Tom Clark History

Tom Clark is an American editor, poet and biographer who was born in 1941. He originates in the Near West Side of Chicago where he was born and also where he grew up. He went to the University of Michigan and he received his first award, the Hopwood award for poetry. In 1968 he got married to Angelica Heinegg in New York City and after 2009 he lived in California. Some of his latest books of poetry include names such as the ‘Light and Shade: New and Selected Poems’ and ‘Threnody’, both published in 2006.
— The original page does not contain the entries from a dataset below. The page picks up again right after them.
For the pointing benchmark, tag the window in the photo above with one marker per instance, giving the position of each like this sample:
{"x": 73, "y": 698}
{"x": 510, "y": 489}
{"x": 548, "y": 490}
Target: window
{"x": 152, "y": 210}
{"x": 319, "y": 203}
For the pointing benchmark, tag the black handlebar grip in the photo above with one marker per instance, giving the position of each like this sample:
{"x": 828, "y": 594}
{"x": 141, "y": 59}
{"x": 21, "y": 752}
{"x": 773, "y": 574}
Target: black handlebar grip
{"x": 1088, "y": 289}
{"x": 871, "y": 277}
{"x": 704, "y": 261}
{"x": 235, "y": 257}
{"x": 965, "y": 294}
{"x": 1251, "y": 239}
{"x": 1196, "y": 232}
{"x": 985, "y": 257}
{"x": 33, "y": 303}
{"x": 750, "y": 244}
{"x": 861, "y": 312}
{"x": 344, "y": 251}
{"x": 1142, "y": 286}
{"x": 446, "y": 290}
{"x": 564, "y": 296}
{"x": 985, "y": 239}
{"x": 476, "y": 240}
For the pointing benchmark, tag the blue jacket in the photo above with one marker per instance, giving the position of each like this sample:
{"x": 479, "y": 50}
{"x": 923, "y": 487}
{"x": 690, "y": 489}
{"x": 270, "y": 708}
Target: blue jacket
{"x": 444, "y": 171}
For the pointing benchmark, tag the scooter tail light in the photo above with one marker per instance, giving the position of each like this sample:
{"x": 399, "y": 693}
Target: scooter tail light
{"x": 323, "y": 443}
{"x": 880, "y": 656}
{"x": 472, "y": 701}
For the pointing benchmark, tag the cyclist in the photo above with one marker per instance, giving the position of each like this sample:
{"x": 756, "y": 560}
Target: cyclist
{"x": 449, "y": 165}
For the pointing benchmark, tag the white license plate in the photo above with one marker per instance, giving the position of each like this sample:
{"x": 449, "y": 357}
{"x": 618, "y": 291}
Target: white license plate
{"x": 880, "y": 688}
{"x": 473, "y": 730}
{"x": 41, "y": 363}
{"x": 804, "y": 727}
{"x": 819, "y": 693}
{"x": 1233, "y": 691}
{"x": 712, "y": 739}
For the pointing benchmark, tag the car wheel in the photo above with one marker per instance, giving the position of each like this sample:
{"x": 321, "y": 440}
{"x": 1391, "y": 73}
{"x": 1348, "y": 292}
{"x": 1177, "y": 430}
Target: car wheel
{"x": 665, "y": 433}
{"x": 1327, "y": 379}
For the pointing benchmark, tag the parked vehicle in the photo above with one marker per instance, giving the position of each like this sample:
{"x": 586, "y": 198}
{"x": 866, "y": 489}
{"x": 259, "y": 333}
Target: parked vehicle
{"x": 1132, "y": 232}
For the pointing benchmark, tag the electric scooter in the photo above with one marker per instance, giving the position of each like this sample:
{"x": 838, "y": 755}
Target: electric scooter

The Tom Clark history as a poet began in 1963 when he started to work as a poetry editor for the Paris Review. He worked there for ten years and throughout his life he published various volumes of poetry with Black Sparrow Press. One of the most popular of these volumes was ‘Junkets on a Sad Planet: Scenes from the Life of John Keats’. At the same time he has written literary essays and reviews which have been published in important papers such as The New York Times, Los Angeles Times, London Review of Books, Times Literary Supplement or the San Francisco Chronicle. But his work has also been published in several other journals. If one is interested, they can find a collection of Tom Clark’s essays on contemporary poetry in ‘The Poetry Beat: Reviewing the Eighties’. Tom Clark has also been a teacher in the 1987-2008 period during which he taught Poetics at the New College of California.

Tom Clark is still active in his work and he still produces poetry and fiction as well as nonfiction. In 1991 he published the biography of one of his mentors in poetry, Charles Olson. Moreover he is also the author of biographies of other important American writers including names such as Ted Berrigan, Jack Kerouac, Edward Dorn and Robert Creely.